Si chiama Regina Martusciello, era una delle studentesse dell’istituto che frequentava Emanuela, il “Tommaso Ludovico da Victoria”e da cui uscì quel pomeriggio del 22 giugno del 1983 prima di sparire nel nulla
“Non eravamo proprio amiche: lei era molto più piccola di me, lei suonava il flauto e io cantavo. L’unico posto in cui eravamo insieme era a canto corale”: un’altra allieva della scuola di musica frequentata anche da Emanuela Orlandi, è stata ascoltata giovedi’ dai membri della Commissione parlamentare di inchiesta che indaga sulla scomparsa della cittadina vaticana e di Mirella Gregori. Si chiama Regina Martusciello, era una delle studentesse dell’istituto che frequentava Emanuela, il “Tommaso Ludovico da Victoria”e da cui uscì quel pomeriggio del 22 giugno del 1983 prima di sparire nel nulla.
Martusciello ricorda di essere stata interrogata all’epoca dalla polizia: “Mi vennero a prendere a Santa Severa da due mie amiche e ci interrogarono”. Riguardo alle domande, Martusciello ha ricordato che il “poliziotto insisteva molto sulla vicenda dell’Avon”. Emanuela prima di andare a lezione, lo ricordiamo, fu fermata a pochi passi dalla Basilica di Sant’Apollinare (sede della scuola di musica), davanti al Senato, da una persona che le proposte di distribuire volantini per conto dell’Avon a una sfilata delle sorelle Fontana per la cifra di 375mila lire. Questa è una certezza perché fu proprio la ragazza a riferirlo a sua sorella Federica da un telefono della scuola, chiedendole se potesse accettare quel lavoro e ci sono anche testimonianze di alcune sue amiche a cui disse di questo lavoretto che con ogni probabilità fu l’esca per mettere in atto il sequestro.
“Ci chiesero poi su Alberto perché sapevano che gli piaceva Emanuela ma non più di tanto.
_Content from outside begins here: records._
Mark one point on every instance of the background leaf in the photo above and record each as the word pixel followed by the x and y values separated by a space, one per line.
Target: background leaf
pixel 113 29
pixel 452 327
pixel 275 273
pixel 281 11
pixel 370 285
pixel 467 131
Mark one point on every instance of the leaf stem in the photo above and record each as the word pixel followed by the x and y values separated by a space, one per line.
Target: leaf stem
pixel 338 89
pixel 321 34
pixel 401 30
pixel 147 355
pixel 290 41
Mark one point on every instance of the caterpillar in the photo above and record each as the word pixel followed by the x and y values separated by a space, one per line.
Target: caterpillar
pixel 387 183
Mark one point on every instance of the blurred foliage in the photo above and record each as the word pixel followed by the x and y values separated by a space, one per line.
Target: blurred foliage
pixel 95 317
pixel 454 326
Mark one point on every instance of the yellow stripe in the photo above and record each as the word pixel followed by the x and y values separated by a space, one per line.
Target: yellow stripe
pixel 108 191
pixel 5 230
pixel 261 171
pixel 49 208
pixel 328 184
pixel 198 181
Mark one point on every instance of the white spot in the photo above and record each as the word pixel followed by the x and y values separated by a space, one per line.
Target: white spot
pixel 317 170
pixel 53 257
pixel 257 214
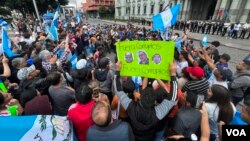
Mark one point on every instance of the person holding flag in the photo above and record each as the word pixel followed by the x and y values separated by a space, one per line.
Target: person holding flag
pixel 166 19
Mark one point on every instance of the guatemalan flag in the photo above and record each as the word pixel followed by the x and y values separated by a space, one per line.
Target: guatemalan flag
pixel 36 128
pixel 73 61
pixel 56 16
pixel 78 17
pixel 53 34
pixel 6 45
pixel 166 18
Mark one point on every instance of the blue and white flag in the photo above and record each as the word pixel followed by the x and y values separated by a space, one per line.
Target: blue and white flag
pixel 204 41
pixel 6 45
pixel 73 61
pixel 166 18
pixel 56 17
pixel 78 17
pixel 38 127
pixel 53 34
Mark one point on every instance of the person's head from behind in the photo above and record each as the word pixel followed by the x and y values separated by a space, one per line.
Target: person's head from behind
pixel 222 97
pixel 84 94
pixel 128 57
pixel 95 86
pixel 101 114
pixel 245 110
pixel 243 65
pixel 224 58
pixel 54 78
pixel 148 98
pixel 183 56
pixel 215 44
pixel 19 63
pixel 128 87
pixel 191 99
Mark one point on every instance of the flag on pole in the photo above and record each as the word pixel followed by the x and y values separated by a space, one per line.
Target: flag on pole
pixel 53 34
pixel 3 87
pixel 73 61
pixel 6 45
pixel 56 17
pixel 78 17
pixel 166 18
pixel 204 41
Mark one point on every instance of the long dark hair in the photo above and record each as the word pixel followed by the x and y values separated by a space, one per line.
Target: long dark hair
pixel 222 97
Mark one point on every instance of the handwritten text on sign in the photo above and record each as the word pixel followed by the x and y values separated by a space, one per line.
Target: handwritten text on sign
pixel 145 58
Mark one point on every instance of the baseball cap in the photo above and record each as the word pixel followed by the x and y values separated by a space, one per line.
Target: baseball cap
pixel 103 62
pixel 225 72
pixel 23 73
pixel 247 60
pixel 81 64
pixel 225 56
pixel 196 71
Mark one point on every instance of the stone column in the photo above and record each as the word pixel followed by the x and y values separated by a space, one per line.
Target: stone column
pixel 234 9
pixel 217 9
pixel 222 7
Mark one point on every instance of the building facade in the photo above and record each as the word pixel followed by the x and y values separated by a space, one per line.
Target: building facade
pixel 232 10
pixel 91 7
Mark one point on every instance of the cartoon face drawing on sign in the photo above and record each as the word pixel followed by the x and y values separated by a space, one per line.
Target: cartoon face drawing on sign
pixel 129 57
pixel 143 58
pixel 156 58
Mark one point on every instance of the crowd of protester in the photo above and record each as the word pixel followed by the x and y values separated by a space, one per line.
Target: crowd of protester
pixel 226 28
pixel 201 96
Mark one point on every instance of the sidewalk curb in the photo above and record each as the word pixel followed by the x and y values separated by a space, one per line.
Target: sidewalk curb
pixel 196 39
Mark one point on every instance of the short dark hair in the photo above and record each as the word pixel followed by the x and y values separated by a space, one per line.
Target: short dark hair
pixel 84 94
pixel 101 114
pixel 192 98
pixel 53 78
pixel 1 99
pixel 148 98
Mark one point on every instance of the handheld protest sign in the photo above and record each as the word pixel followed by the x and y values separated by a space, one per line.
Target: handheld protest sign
pixel 146 58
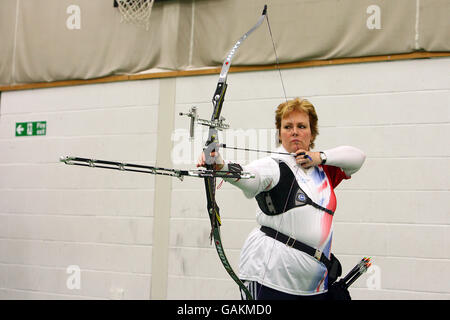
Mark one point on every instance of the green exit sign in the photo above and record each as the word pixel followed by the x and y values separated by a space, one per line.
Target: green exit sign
pixel 36 128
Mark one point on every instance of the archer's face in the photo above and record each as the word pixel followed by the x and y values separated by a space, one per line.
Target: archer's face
pixel 295 131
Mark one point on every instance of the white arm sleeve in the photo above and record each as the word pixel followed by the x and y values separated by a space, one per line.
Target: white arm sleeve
pixel 349 159
pixel 267 175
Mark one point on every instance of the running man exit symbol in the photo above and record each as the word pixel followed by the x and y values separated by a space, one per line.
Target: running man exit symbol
pixel 37 128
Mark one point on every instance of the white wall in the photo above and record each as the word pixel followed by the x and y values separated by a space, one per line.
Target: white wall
pixel 396 209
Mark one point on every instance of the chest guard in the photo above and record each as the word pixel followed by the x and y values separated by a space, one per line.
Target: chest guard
pixel 286 195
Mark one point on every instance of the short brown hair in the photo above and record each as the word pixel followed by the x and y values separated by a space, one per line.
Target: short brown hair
pixel 302 105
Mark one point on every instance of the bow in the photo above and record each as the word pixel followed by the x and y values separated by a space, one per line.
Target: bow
pixel 212 144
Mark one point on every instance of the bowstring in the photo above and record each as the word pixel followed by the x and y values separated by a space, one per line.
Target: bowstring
pixel 298 167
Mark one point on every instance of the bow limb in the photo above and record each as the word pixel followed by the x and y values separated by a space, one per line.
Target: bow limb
pixel 212 144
Io gli dissi che sì gli piaceva, ma niente di che”, ha riferito Regina. Proprio riguardo ad Alberto, l’ex allieva ha ricordato che era un ragazzo del gruppo al quale piaceva Emanuela: “A noi diceva: ‘Che dite? Mi guarda?’. Ma non succedeva proprio nulla – ha concluso – non ci era neanche riuscito a uscire ed Emanuela secondo me non lo sapeva nemmeno che a lui piaceva”. Nulla che potrebbe collegarsi al sequestro della 15enne vaticana ma soltanto questioni adolescenziali tipiche di quell’età e che troppe volte sono state tirate in ballo cedendo spazio a fantasiose ipotesi. Forse perché di un certo Alberto parlò anche il telefonista anonimo dall’accento straniero battezzato l’Amerikano, in una delle prime telefonate a casa Orlandi. L’uomo, per dimostrare di essere il sequestratore della ragazza, disse allo zio di Emanuela che faceva le veci del padre: “A vostra figlia piace un ragazzo di nome Alberto” e aggiunse: “fa il militare”. Quando Emanuela scomparve, il 22 giugno 1983, lui stava effettivamente facendo il militare a Orvieto, da appena un mese. Chi poteva saperlo? Come mai l’Amerikano sapesse di questa semplice cotta, dal momento che non fornì mai la prova di avere in ostaggio Emanuela Orlandi, è uno dei tanti punti oscuri di questa storia.